Friday, April 07, 2006

Chooing Well is Important

There are a whole lot of reasons I made the right decision about who to marry. A story may best illustrate one reason. A husband and wife are preparing to go out. Questions all husbands fear are usually in the offing in this situation. You know the ones. The most innocuous one (How do I look?) can be answered without fear, if the husband thinks it through. However, there are more insidious ones. Such as: “Does this make me look fat?” This question is in the lightning round of the “You Bet Your Wife” game show, because the speed at which you answer is more important than the actual answer. The miniscule pause you use to carefully select your words is just long enough for your lovely wife to fetch a pillow and the scratchiest blanket in the house to make up your bed on the den sofa. This is where I can prove I chose the right woman to marry. She does not ask these questions. It turns out she has a very good reason for not asking me such questions. She doesn’t value my opinion.
That may sound a little rough, but it is quite the right frame of mind. She does care what I think about things, but not things I know nothing about. I mean really, I wear white athletic socks at all times and wore grown-up man dress shoes for my wedding but that may have been the last time. So, am I really the person you want to guide your fashion choices? Probably not.
Remember the line of clothing for children that had special labels to help kids create matching outfits. If little t-ball star Tommy can get a shirt with a “cute lion” on the label and then a pair of shorts with the same “cute lion” he knows Mom will not cringe has he runs out in the neighborhood to play. Many grown men, myself included, could use similar help. The guys in marketing would have to lose the cute little zoo animals used for coordinating the outfits. The icons should be more manly. If captain of industry Thomas removes a shirt from his closet with a “’67 Mustang Fastback Shelby GT500” and then finds a pair of slacks with the same car he knows his wife will not cringe as he heads out to work in the big city. I might be on to something here. How about we market clothes for teenage boys?
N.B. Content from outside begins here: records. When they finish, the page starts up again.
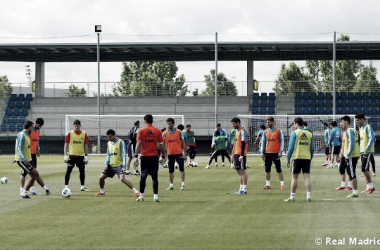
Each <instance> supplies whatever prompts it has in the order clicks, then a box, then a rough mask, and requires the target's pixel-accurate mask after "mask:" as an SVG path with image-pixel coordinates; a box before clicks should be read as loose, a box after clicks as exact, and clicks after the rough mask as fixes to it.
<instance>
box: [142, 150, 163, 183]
mask: <svg viewBox="0 0 380 250" xmlns="http://www.w3.org/2000/svg"><path fill="white" fill-rule="evenodd" d="M140 160H141V165H140V168H141V177H143V178H146V177H147V176H148V174H149V175H157V174H158V164H159V162H158V156H156V155H153V156H141V157H140Z"/></svg>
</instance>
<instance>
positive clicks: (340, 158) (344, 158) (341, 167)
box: [339, 156, 347, 175]
mask: <svg viewBox="0 0 380 250" xmlns="http://www.w3.org/2000/svg"><path fill="white" fill-rule="evenodd" d="M346 170H347V162H346V158H345V157H343V156H342V157H340V164H339V173H340V174H341V175H342V174H346Z"/></svg>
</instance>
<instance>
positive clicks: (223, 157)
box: [211, 123, 228, 167]
mask: <svg viewBox="0 0 380 250" xmlns="http://www.w3.org/2000/svg"><path fill="white" fill-rule="evenodd" d="M216 131H219V133H220V136H224V138H225V140H226V141H227V140H228V137H227V133H226V131H225V130H224V129H223V128H222V125H220V123H218V124H216V129H214V133H213V136H212V143H211V148H212V149H213V148H214V146H215V144H214V139H215V132H216ZM217 166H218V157H216V158H215V167H217ZM222 166H223V167H224V156H223V155H222Z"/></svg>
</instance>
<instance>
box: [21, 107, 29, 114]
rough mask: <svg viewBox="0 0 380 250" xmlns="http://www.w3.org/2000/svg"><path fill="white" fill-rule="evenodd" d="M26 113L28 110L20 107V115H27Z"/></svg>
mask: <svg viewBox="0 0 380 250" xmlns="http://www.w3.org/2000/svg"><path fill="white" fill-rule="evenodd" d="M28 113H29V112H28V110H27V109H25V108H24V109H22V112H21V115H22V116H28Z"/></svg>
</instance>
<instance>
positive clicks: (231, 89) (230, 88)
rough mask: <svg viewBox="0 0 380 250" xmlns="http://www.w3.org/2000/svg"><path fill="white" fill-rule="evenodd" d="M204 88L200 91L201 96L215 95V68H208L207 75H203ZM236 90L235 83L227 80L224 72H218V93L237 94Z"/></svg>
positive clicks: (212, 95)
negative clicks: (210, 68)
mask: <svg viewBox="0 0 380 250" xmlns="http://www.w3.org/2000/svg"><path fill="white" fill-rule="evenodd" d="M204 78H205V83H206V89H205V90H203V91H202V94H201V95H202V96H215V69H212V70H210V74H209V75H204ZM237 94H238V92H237V89H236V86H235V83H234V82H233V81H231V80H229V79H228V78H227V77H226V76H225V75H224V73H222V72H220V73H218V95H226V96H237Z"/></svg>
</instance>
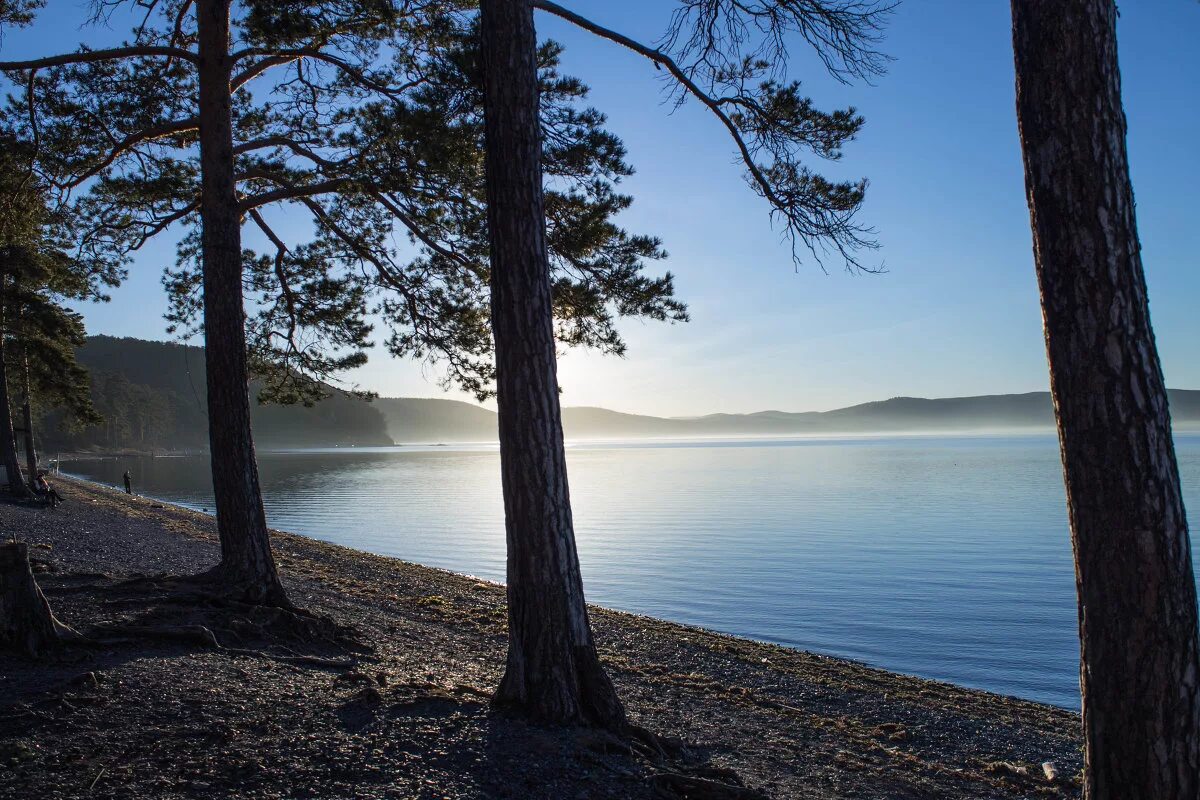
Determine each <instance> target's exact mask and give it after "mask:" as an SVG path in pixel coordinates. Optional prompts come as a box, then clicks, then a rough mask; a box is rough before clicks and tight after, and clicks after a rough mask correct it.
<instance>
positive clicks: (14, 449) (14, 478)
mask: <svg viewBox="0 0 1200 800" xmlns="http://www.w3.org/2000/svg"><path fill="white" fill-rule="evenodd" d="M7 288H8V287H7V281H6V279H5V278H4V277H0V461H4V470H5V477H6V479H7V481H8V492H10V494H13V495H16V497H20V498H28V497H30V495H31V494H32V492H30V491H29V487H28V486H25V481H24V480H23V479H22V476H20V463H19V462H18V461H17V435H16V433H14V432H13V429H12V398H11V397H10V395H8V361H7V359H6V353H5V350H6V347H5V339H6V331H7V319H6V318H5V314H6V308H7V305H8V302H7V300H8V299H7V296H6V295H7Z"/></svg>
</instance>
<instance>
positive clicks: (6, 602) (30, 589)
mask: <svg viewBox="0 0 1200 800" xmlns="http://www.w3.org/2000/svg"><path fill="white" fill-rule="evenodd" d="M61 634H73V631H71V628H68V627H67V626H65V625H62V624H61V622H59V621H58V620H56V619H54V614H52V613H50V606H49V603H47V602H46V597H44V596H43V595H42V590H41V589H38V587H37V582H36V581H35V579H34V572H32V571H31V570H30V567H29V545H25V543H17V542H5V543H0V652H16V654H18V655H23V656H29V657H31V658H37V657H40V656H43V655H46V652H48V651H49V650H52V649H53V648H55V646H58V644H59V643H60V640H61Z"/></svg>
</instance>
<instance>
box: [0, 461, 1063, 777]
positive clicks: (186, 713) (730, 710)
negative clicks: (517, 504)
mask: <svg viewBox="0 0 1200 800" xmlns="http://www.w3.org/2000/svg"><path fill="white" fill-rule="evenodd" d="M60 486H61V488H62V492H64V494H66V495H67V497H68V501H67V503H66V504H65V505H64V506H60V507H59V509H58V510H55V511H52V510H47V509H37V507H29V506H19V505H12V504H4V503H0V533H2V534H4V535H5V536H6V537H7V536H11V535H13V534H16V535H17V536H18V537H20V539H22V540H24V541H28V542H30V543H31V545H32V546H34V549H32V552H34V554H35V557H36V559H37V561H38V564H37V565H36V569H37V571H38V581H40V582H41V584H42V587H43V589H44V591H46V594H47V597H48V600H49V602H50V604H52V607H53V608H54V610H55V613H56V614H58V615H59V618H60V619H61V620H64V621H65V622H67V624H70V625H72V626H74V627H76V628H78V630H82V631H88V630H94V626H95V625H97V624H103V622H133V624H145V622H146V615H148V608H149V607H151V606H154V607H155V609H156V610H155V612H154V621H156V622H162V621H163V619H166V616H164V615H169V614H172V613H174V614H176V616H178V618H179V619H180V620H184V621H194V619H196V618H197V614H205V615H206V616H204V619H208V620H210V621H211V620H212V619H217V620H220V619H221V615H222V614H227V613H228V614H230V619H229V620H228V626H221V625H214V630H218V631H220V634H218V638H220V639H221V644H222V645H224V648H223V649H218V650H212V649H211V648H205V646H203V644H199V643H196V642H187V640H181V642H172V640H167V639H162V638H161V637H160V638H145V639H140V638H138V637H131V638H130V640H128V642H126V643H114V644H109V645H104V646H100V648H95V646H94V648H88V649H72V650H67V651H65V652H64V654H62V655H61V656H59V657H56V658H55V660H53V661H50V662H48V663H31V662H25V661H18V660H13V658H6V657H0V798H23V799H24V798H29V799H35V798H37V799H41V798H46V799H50V798H296V799H299V798H312V799H317V798H322V799H334V798H355V799H359V798H456V799H457V798H546V799H554V800H558V799H564V800H584V799H589V798H680V796H691V798H751V796H757V795H755V794H754V793H752V792H757V793H761V795H766V796H769V798H822V799H824V798H964V799H967V798H970V799H972V800H980V799H985V798H1073V796H1078V794H1079V783H1078V780H1076V778H1078V774H1079V770H1080V738H1079V734H1078V728H1079V718H1078V717H1076V716H1075V715H1073V714H1069V712H1067V711H1062V710H1058V709H1052V708H1048V706H1043V705H1037V704H1033V703H1027V702H1022V700H1016V699H1013V698H1007V697H998V696H995V694H986V693H983V692H976V691H968V690H962V688H958V687H955V686H949V685H946V684H937V682H931V681H925V680H918V679H914V678H906V676H900V675H894V674H890V673H887V672H881V670H877V669H870V668H868V667H864V666H860V664H857V663H852V662H846V661H839V660H835V658H828V657H823V656H816V655H811V654H806V652H798V651H793V650H787V649H784V648H776V646H770V645H763V644H757V643H752V642H748V640H744V639H737V638H732V637H727V636H719V634H714V633H709V632H707V631H701V630H697V628H690V627H685V626H682V625H673V624H670V622H664V621H660V620H655V619H649V618H643V616H634V615H629V614H620V613H616V612H610V610H604V609H599V608H596V609H594V612H593V621H594V625H595V627H596V639H598V642H599V646H600V650H601V654H602V657H604V661H605V663H606V664H607V667H608V669H610V672H611V674H612V675H613V678H614V680H616V681H617V685H618V687H619V690H620V694H622V697H623V698H624V700H625V704H626V708H628V709H629V712H630V715H631V717H632V718H634V720H635V721H637V722H638V723H641V724H643V726H646V727H647V728H649V729H650V730H654V732H655V733H659V734H662V735H665V736H672V738H678V739H680V740H683V741H684V742H685V745H686V746H685V748H684V750H683V751H680V752H677V753H672V757H671V758H668V759H656V758H650V757H648V756H647V754H644V753H640V752H636V751H634V750H631V748H629V747H628V746H625V745H623V744H620V742H618V741H613V740H608V739H605V738H604V736H601V735H598V734H595V733H588V732H581V730H571V729H558V728H551V729H546V728H539V727H534V726H529V724H527V723H524V722H522V721H521V720H518V718H515V717H511V716H508V715H504V714H500V712H497V711H493V710H492V709H491V708H490V706H488V703H487V693H488V690H490V688H491V687H493V686H494V685H496V682H497V680H498V678H499V668H500V666H502V664H503V658H504V646H505V616H504V606H503V602H504V594H503V589H502V588H500V587H497V585H493V584H488V583H481V582H479V581H475V579H472V578H467V577H462V576H457V575H451V573H448V572H442V571H438V570H431V569H426V567H421V566H414V565H410V564H404V563H402V561H397V560H392V559H386V558H379V557H374V555H368V554H365V553H359V552H355V551H350V549H346V548H341V547H335V546H330V545H324V543H320V542H317V541H312V540H308V539H304V537H300V536H294V535H288V534H278V535H277V536H276V539H275V548H276V551H275V552H276V555H277V558H278V560H280V566H281V569H282V572H283V576H284V581H286V583H287V587H288V591H289V593H290V596H292V599H293V600H294V601H295V602H296V603H298V604H300V606H302V607H305V608H308V609H311V610H316V612H319V613H320V614H325V615H328V616H330V618H332V619H335V620H336V621H338V622H341V624H343V625H348V626H353V627H354V628H355V630H356V632H358V638H359V639H360V640H361V642H366V643H370V644H371V645H373V651H372V652H370V654H355V652H352V651H348V650H347V649H346V648H344V646H341V645H337V644H332V643H328V642H326V643H324V644H313V643H311V642H308V643H305V642H301V640H299V639H295V640H286V639H280V638H278V637H276V636H274V634H269V633H263V631H264V630H265V628H263V627H262V626H257V625H256V624H254V620H256V619H257V620H258V621H259V622H262V621H263V620H262V619H259V618H257V616H256V615H253V614H250V615H244V616H239V615H234V614H232V612H228V610H227V609H223V608H209V609H199V610H197V609H196V608H194V607H191V606H188V603H190V602H191V603H192V604H193V606H194V602H198V601H184V600H178V602H176V604H178V608H176V609H174V610H172V609H170V606H172V594H170V591H168V590H163V589H162V584H161V583H156V582H155V581H143V582H133V583H128V582H126V579H127V578H130V577H131V576H137V575H148V576H152V575H157V573H164V572H168V573H175V575H186V573H194V572H199V571H202V570H204V569H206V567H208V566H211V565H212V564H214V563H215V561H216V558H217V545H216V541H215V525H214V522H212V519H211V518H209V517H205V516H203V515H198V513H193V512H190V511H184V510H180V509H175V507H172V506H163V505H162V504H158V503H155V501H151V500H145V499H140V498H126V497H125V495H121V494H118V493H114V492H109V491H107V489H101V488H97V487H94V486H89V485H84V483H77V482H68V481H66V480H64V481H61V485H60ZM397 524H402V522H398V523H397ZM163 609H166V610H163ZM233 616H239V618H238V619H234V618H233ZM176 621H178V620H176ZM234 646H236V648H240V649H242V650H244V651H245V652H250V651H253V652H257V654H258V655H252V654H251V655H246V654H235V652H230V650H229V648H234ZM296 656H319V657H323V658H326V660H329V661H328V662H316V661H312V662H311V663H296V661H295V657H296ZM284 658H292V661H287V660H284ZM348 658H350V660H353V661H354V664H353V666H349V664H347V663H341V662H343V661H346V660H348ZM1043 762H1052V763H1054V764H1055V766H1056V768H1057V772H1058V776H1060V777H1058V778H1057V780H1056V781H1051V780H1048V778H1046V776H1045V774H1044V770H1043V766H1042V763H1043ZM679 775H683V776H684V780H680V778H678V777H677V776H679ZM737 786H742V787H745V789H737V788H734V787H737ZM751 790H752V792H751Z"/></svg>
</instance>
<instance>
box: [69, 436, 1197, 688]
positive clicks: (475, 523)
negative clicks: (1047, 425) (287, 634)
mask: <svg viewBox="0 0 1200 800" xmlns="http://www.w3.org/2000/svg"><path fill="white" fill-rule="evenodd" d="M1176 445H1177V451H1178V457H1180V467H1181V470H1182V476H1183V489H1184V499H1186V501H1187V504H1188V507H1192V509H1195V507H1200V435H1195V434H1184V435H1177V437H1176ZM568 461H569V464H570V470H571V471H570V477H571V495H572V504H574V509H575V523H576V533H577V536H578V547H580V558H581V560H582V564H583V577H584V583H586V588H587V593H588V600H590V601H593V602H596V603H599V604H602V606H608V607H612V608H620V609H624V610H629V612H637V613H642V614H650V615H654V616H662V618H666V619H672V620H678V621H682V622H689V624H694V625H702V626H704V627H710V628H714V630H718V631H725V632H728V633H736V634H739V636H748V637H752V638H756V639H763V640H768V642H775V643H779V644H785V645H790V646H796V648H802V649H806V650H816V651H820V652H828V654H833V655H840V656H847V657H851V658H858V660H862V661H865V662H869V663H872V664H877V666H881V667H886V668H888V669H894V670H898V672H904V673H911V674H917V675H923V676H926V678H936V679H940V680H948V681H953V682H956V684H962V685H967V686H974V687H979V688H986V690H990V691H995V692H1002V693H1006V694H1016V696H1021V697H1027V698H1031V699H1036V700H1042V702H1046V703H1054V704H1057V705H1062V706H1068V708H1078V706H1079V698H1078V691H1079V690H1078V657H1079V656H1078V643H1076V638H1075V625H1076V621H1075V599H1074V573H1073V566H1072V557H1070V542H1069V539H1068V530H1067V516H1066V507H1064V503H1066V501H1064V498H1063V488H1062V471H1061V467H1060V463H1058V451H1057V445H1056V443H1055V440H1054V438H1052V437H1049V435H1046V437H972V438H950V437H938V438H932V437H930V438H924V437H913V438H887V439H836V440H832V439H823V440H815V439H802V440H752V441H713V440H708V441H658V443H647V441H642V443H619V444H618V443H612V444H590V443H589V444H576V445H574V446H570V447H569V456H568ZM259 464H260V469H262V477H263V488H264V494H265V501H266V511H268V516H269V517H270V522H271V524H272V525H274V527H276V528H281V529H283V530H290V531H295V533H300V534H306V535H308V536H313V537H316V539H322V540H326V541H330V542H337V543H340V545H347V546H350V547H356V548H360V549H365V551H371V552H373V553H380V554H384V555H395V557H398V558H402V559H407V560H410V561H418V563H420V564H427V565H432V566H439V567H445V569H449V570H455V571H457V572H467V573H470V575H475V576H479V577H484V578H490V579H494V581H503V578H504V517H503V505H502V499H500V480H499V453H498V452H497V449H496V447H494V446H486V445H480V446H445V447H389V449H377V450H376V449H371V450H365V449H338V450H325V451H304V452H286V453H270V452H264V453H260V455H259ZM125 469H130V470H131V471H132V473H133V477H134V485H136V489H137V491H138V492H139V493H143V494H148V495H151V497H156V498H161V499H164V500H169V501H173V503H179V504H182V505H187V506H192V507H196V509H204V510H210V509H211V505H212V501H211V485H210V480H209V475H208V470H209V465H208V461H206V459H204V458H154V459H151V458H144V459H137V458H133V459H121V461H78V462H66V463H64V471H66V473H71V474H74V475H79V476H83V477H88V479H92V480H97V481H102V482H106V483H112V485H118V483H120V477H121V473H122V471H124V470H125Z"/></svg>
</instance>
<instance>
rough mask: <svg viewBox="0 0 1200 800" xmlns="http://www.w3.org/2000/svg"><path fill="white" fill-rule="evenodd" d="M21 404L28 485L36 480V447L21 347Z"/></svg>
mask: <svg viewBox="0 0 1200 800" xmlns="http://www.w3.org/2000/svg"><path fill="white" fill-rule="evenodd" d="M20 366H22V387H20V390H22V404H20V419H22V425H23V426H24V427H25V431H24V433H25V471H26V473H28V474H29V486H30V488H32V486H34V483H35V482H36V481H37V449H36V447H35V445H34V398H32V391H31V387H30V381H29V353H28V351H25V348H24V347H23V348H22V353H20Z"/></svg>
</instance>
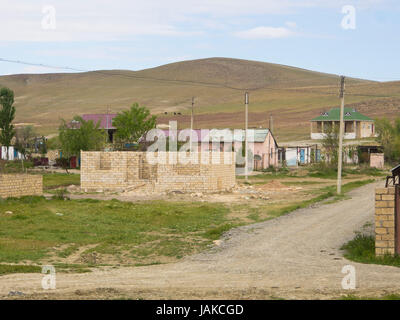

The symbols used could be a pair of “Jessica Simpsons” makes an outfit. (There is a joke there when referring to a pair of “Jessica Simpsons,” but I will leave that up to the individual reader to finish.)
Another reason I obviously made the right choice is she has absolutely no expectations that I be adept at fixing things. Some men have the knack to take broken things and make them right again. These faith healers of small appliances and household fixtures amaze me. Simply by laying hands upon the afflicted component of the house these Bob Villa meets Oral Roberts guys are greatly useful. I like duct tape and everything but I have no imagination for the million and one uses a real man has for it. The one true indicator proving I am not a Mr. Fix-it has to be I do something which no self-respecting handy man would ever do: I read the instructions.
An excellent example of my lack of handiness happened years ago when we lived in an older house. There was a big downpour of rain. We had had a problem with moisture in the basement in the past so I decide I need to be a guy and investigate the situation in the little concrete room which housed the furnace and the hot water heater. When I got down there I realized I was not equipped to handle the situation. There was quite literally a stream of water coming from the wall. It looked like an above ground pool had sprung a leak. The water was squirting into the room from an eighth inch hole in the wall. I stared at it for a moment or two, and I then sprang into action. My “a screwdriver has something to do with orange juice” instinct came into play, and I did the only thing I knew how to do. I stuck my finger in the hole. This would have worked to, if I never wanted to go anywhere again for the rest of my life. My wife came downstairs after noticing I had not returned to the living room. She then did something that also proves we are a perfect couple. She started to laugh…hard.